Botti illegali per circa 4 tonnellate complessivamente sono stati sequestrati dalla Guardia di Finanza nel corso di operazioni condotte a Napoli, Padova e Benevento. In particolare, la Guardia di Finanza di Napoli ha scoperto oltre 300 mila fuochi di artificio illegali e altamente pericolosi, per un peso complessivo di 2,5 tonnellate. 7 i denunciati, di cui 2 arrestati. Le Fiamme Gialle di Padova hanno sequestrato 1,3 tonnellate di articoli pirotecnici illecitamente custoditi, denunciando due persone. I finanzieri di Benevento, dal canto loro, hanno sequestrato 2500 manufatti pirotecnici e denunciato una persona.

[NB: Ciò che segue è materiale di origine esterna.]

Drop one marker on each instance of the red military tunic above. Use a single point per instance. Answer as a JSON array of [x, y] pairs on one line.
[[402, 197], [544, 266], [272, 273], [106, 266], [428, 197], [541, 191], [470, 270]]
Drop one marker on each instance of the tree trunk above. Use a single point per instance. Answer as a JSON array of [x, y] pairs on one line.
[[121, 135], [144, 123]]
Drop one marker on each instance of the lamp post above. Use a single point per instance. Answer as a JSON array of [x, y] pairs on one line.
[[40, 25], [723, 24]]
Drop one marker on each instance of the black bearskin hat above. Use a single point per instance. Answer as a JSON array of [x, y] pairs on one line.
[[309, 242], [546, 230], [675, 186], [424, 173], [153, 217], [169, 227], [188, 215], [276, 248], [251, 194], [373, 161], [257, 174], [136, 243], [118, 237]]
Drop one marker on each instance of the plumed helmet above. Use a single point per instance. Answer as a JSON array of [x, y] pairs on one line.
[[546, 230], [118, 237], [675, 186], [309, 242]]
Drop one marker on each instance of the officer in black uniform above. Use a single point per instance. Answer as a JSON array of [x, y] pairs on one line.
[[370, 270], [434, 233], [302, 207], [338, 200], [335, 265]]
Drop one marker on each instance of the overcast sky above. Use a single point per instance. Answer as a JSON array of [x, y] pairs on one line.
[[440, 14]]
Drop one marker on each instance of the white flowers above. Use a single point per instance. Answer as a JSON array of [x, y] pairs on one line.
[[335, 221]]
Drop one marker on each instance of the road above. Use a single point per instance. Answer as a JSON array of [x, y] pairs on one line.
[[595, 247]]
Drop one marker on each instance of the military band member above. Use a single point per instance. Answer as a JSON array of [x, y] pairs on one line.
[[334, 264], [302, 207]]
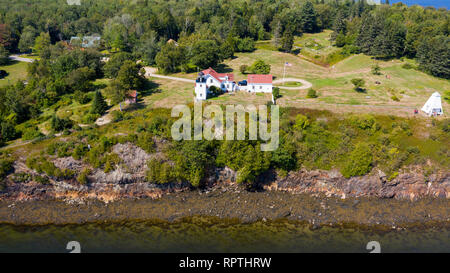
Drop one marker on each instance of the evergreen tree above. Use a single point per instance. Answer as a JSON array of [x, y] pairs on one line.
[[434, 56], [308, 17], [42, 42], [99, 105], [339, 25], [287, 41]]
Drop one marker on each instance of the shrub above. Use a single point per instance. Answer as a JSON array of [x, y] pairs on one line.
[[111, 160], [6, 166], [301, 122], [90, 118], [22, 177], [376, 69], [117, 116], [41, 179], [80, 151], [245, 45], [260, 67], [395, 98], [160, 172], [60, 124], [276, 93], [81, 97], [83, 178], [8, 131], [31, 132], [243, 68], [407, 66], [359, 84], [145, 141], [359, 161], [311, 93]]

In particolare, i Baschi verdi di Napoli hanno fermato un giovane di Ercolano che trasportava un artifizio pirotecnico di evidente manifattura artigianale, occultato all’interno di una busta da spedizioni. La successiva perquisizione ha consentito di sequestrare 61 ordigni esplosivi artigianali e privi di qualsiasi etichettatura conforme, replicanti i noti “COBRA 11”, per un peso di circa 3 chili di materiale pirotecnico, accuratamente nascosti tra le sterpaglie di un cortile nella disponibilità del giovane.
Gli stessi ordigni sono risultati “micidiali” e in grado di causare gravissimi danni a persone, edifici e strutture abitative in caso di esplosione. Il responsabile è stato così arrestato per detenzione illegale di artifizi esplosivi, giudicato con rito direttissimo e condannato dal Tribunale di Napoli a un anno e quattro mesi di reclusione. Oltre 460 pezzi artigianali tra ‘cipolle’, candelotti e batterie napoletane, anch’essi dotati di carica esplosiva “micidiale”, sono stati sequestrati nella soffitta di un’abitazione, in pieno centro di Acerra, in assenza di ogni condizione di sicurezza, con conseguente pericolo per l’incolumità pubblica, in caso di improvvisa deflagrazione. A carico del proprietario è stata disposta la misura degli arresti domiciliari.
A Benevento i finanzieri hanno effettuato la ricognizione di un’attività commerciale specializzata nella vendita di articoli domestici di vario genere. Nel locale erano esposti circa 1.300 manufatti a contatto con altri prodotti ad alto rischio di infiammabilità. In un magazzino che faceva parte dello stabile sono stati trovati altri 1.100 manufatti pirotecnici. Il materiale era detenuto senza una alcuna autorizzazione per la vendita. Si tratta in totale di 23 chili di sostanza esplosiva che è stato affidato ad una società specializzata che ne curerà la distruzione.